殴られて以来、ごりと俺はひとことも口をきいていなかった。といって、顔も合わせていないわけでもなく、放課後は映研の部室に来ては、ただ無言で通信ケーブルを差し合い、ほどほど対戦したあとはまた無言でごりは帰っていった。
話すことは何もないのだとしかめたごりら顔は刺すような圧力を放っていた。
だがそちらから話す機会はあたえてやっているのだという、おそらく、おそらくそれはごりの優しさなんだろうと思う……

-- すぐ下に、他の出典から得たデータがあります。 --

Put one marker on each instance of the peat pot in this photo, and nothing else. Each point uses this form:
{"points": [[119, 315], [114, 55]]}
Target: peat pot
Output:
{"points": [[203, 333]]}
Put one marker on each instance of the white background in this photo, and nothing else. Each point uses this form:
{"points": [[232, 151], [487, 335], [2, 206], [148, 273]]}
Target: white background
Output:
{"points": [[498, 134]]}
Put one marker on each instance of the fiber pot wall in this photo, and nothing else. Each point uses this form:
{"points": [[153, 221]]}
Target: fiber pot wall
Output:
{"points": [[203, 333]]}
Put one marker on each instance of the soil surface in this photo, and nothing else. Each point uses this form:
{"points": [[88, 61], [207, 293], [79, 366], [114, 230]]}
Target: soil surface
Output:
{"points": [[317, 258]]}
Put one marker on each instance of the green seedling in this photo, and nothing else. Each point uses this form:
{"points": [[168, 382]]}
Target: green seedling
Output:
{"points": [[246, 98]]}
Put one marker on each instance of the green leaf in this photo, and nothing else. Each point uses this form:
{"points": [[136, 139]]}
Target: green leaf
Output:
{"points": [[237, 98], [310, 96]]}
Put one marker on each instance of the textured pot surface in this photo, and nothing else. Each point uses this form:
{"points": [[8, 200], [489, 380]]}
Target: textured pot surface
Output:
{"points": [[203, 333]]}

だが、まったくもって俺にはその心当たりがなかったのだった。
この日もごりと俺は黙ってただ通信ケーブルでつながっていた。
そして、控えめなノックの音が部室に響き、ドアがあけられた。
「あの……すみません、ごりさんと坂さん?がいらっしゃるのはこちらでしょうか……?」
おそるおそる問いかけてくる、上目遣いがまるで小動物のような少女だった。
抱きしめるようにダブルリングの分厚いノートを数冊、両手で持っている。
ノートには「シラタキトキメキキラメキハバタキメモリアル」とタイトルが書いてあった。
ごりが急に笑顔になった。
「我が映画研究部へようこそ! 新入部員はいつでも歓迎しますぞ!
その分厚い本はなにかな……もしかして自作のシナリオだったりする!?
ライターキターーーー!!!! 作家キターーーー!!!!」
両手を広げて高速で回転するごりに、少女はびくっと飛び上がり怯え度MAXでカタカタふるえながら、なんとか勇気をふりしぼって口を開いた。

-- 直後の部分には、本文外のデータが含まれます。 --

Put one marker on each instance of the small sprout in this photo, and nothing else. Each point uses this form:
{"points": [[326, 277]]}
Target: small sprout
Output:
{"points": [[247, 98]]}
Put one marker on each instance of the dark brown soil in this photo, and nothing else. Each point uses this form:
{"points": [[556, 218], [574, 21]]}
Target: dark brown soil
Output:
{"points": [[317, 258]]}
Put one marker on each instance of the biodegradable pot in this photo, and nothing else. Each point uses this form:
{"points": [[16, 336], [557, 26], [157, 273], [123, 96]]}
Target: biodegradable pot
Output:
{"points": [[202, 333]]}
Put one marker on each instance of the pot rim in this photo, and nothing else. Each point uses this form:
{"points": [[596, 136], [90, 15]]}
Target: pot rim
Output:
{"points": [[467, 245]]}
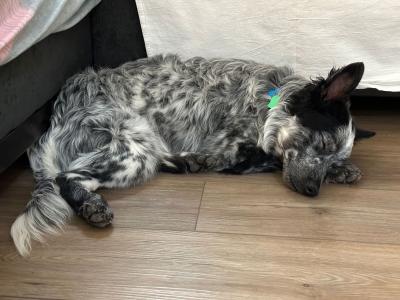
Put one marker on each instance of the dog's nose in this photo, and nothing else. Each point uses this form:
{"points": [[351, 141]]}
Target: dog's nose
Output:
{"points": [[311, 190]]}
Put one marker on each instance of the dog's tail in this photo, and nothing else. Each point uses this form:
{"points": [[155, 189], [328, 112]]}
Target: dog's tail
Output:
{"points": [[45, 213]]}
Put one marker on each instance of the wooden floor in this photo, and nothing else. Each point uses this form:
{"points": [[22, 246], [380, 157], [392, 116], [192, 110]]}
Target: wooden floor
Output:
{"points": [[223, 237]]}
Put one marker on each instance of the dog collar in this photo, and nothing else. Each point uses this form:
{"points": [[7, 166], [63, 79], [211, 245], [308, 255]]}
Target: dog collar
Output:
{"points": [[273, 97]]}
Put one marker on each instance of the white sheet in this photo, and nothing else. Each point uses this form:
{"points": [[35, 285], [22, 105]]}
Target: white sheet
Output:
{"points": [[310, 35]]}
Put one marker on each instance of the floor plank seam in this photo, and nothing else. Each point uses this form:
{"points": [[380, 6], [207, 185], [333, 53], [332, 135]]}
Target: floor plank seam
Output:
{"points": [[198, 209]]}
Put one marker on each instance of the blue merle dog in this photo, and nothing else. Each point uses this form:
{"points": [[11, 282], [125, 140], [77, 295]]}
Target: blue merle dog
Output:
{"points": [[117, 128]]}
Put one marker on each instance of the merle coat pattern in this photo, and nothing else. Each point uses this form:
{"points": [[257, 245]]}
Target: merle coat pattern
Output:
{"points": [[119, 127]]}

喜びを表現したいのだろうが、そんなに威嚇するなよごり、可哀想に。
「これは私が書いたものではないのです……シラタキちゃんを、知りませんか?」
ごりの回転がゆっくりになっていく。
「はて?え?シラタキ?ちゃん?」
既にライターだと決めつけていたらしいごりは戸惑いがちにそう言った。
ごめんなさいすみません申し訳ありませんといった空気を放出しまくって縮こまる少女は、それでもなんとか説明しようと口を動かす。

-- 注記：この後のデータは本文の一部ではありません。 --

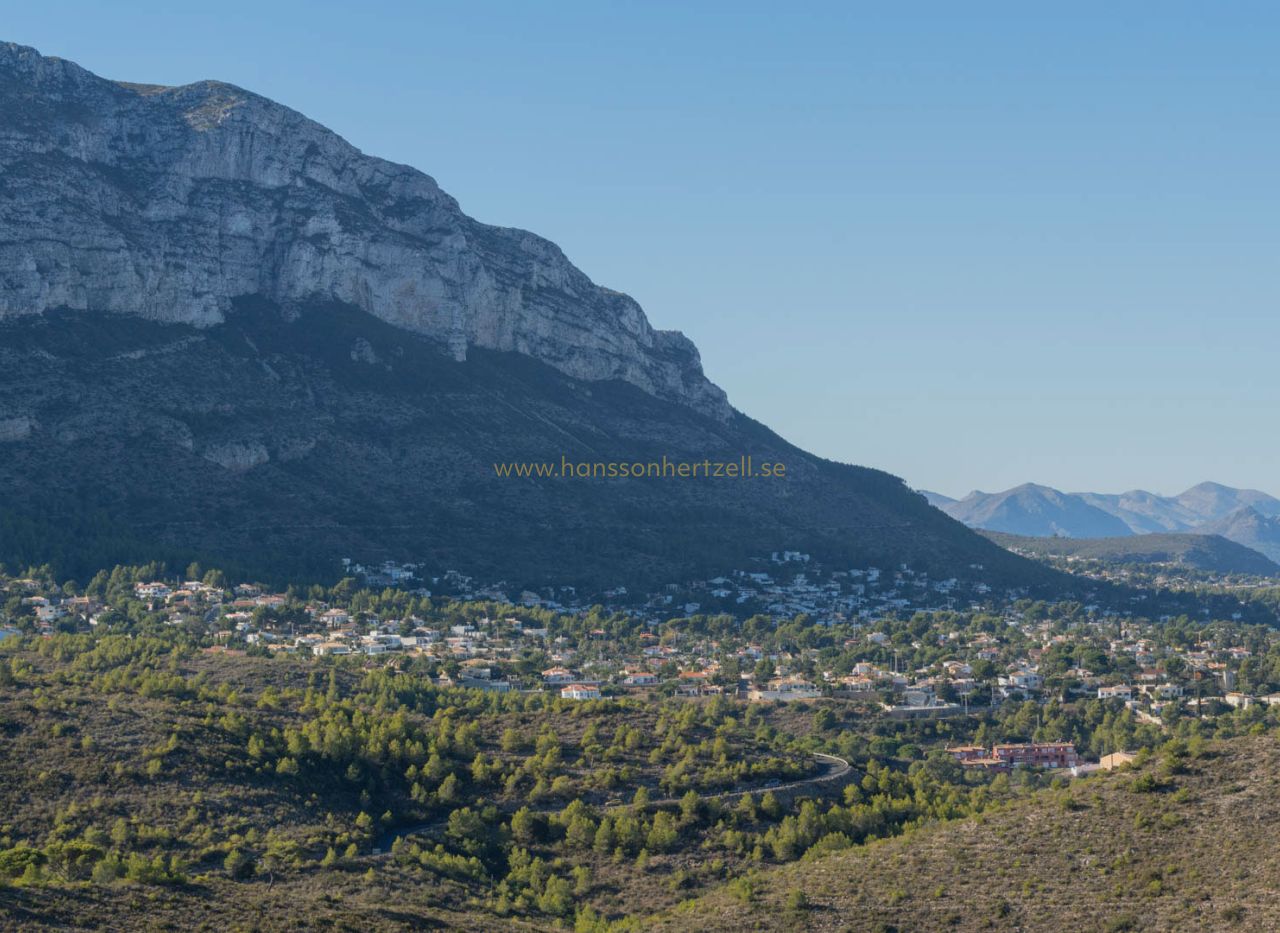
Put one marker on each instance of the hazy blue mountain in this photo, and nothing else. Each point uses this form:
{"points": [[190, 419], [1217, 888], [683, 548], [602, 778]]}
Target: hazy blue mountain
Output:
{"points": [[1246, 516], [1144, 512], [1252, 529], [1037, 512], [1203, 552], [1212, 501], [228, 335], [936, 499]]}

「私は……その……シラタキちゃんを探しているのです……」
やがてピタッと回転をやめたごりは首を腰ごと90度に傾げて、全身から疑問符のオーラを出して、もはや視点の定まらなくなっている少女をじっと見つめた。
「つまり……貴様は、入部希望者でもないのにのうのうとこの映研の門をくぐったと? まさかそんなことは?」
「えっ……ひっ……」
「まさか? まさか? まーさーかー???」
「あの……その……それは……」
「脅迫してんじゃねえく○ごりら」
「おうふ」
いたたまれなくなって、俺はひざかっくんでいったんごりを黙らせた。ごりら顔はただでさえ女子受けが悪いのに、そんな恐ろしい面相を近付けたら気の弱い女子は怯えてしまうに決まってる。
「な、なにをする坂の分際で……」
手足をこんがらがせてうずくまるごりを俺は机を乗せて封鎖して、少女に向き直った。
「こいつのことは気にするな。で、何の用だって?」
「やめて……やめて……こわいよこわいよ○さないでこわいよこわいよこわいよ」
「落ち着け」
しゃがみこんで顔面蒼白になり、頭を抱えてしまった少女が我を取り戻すまで、20分かかった。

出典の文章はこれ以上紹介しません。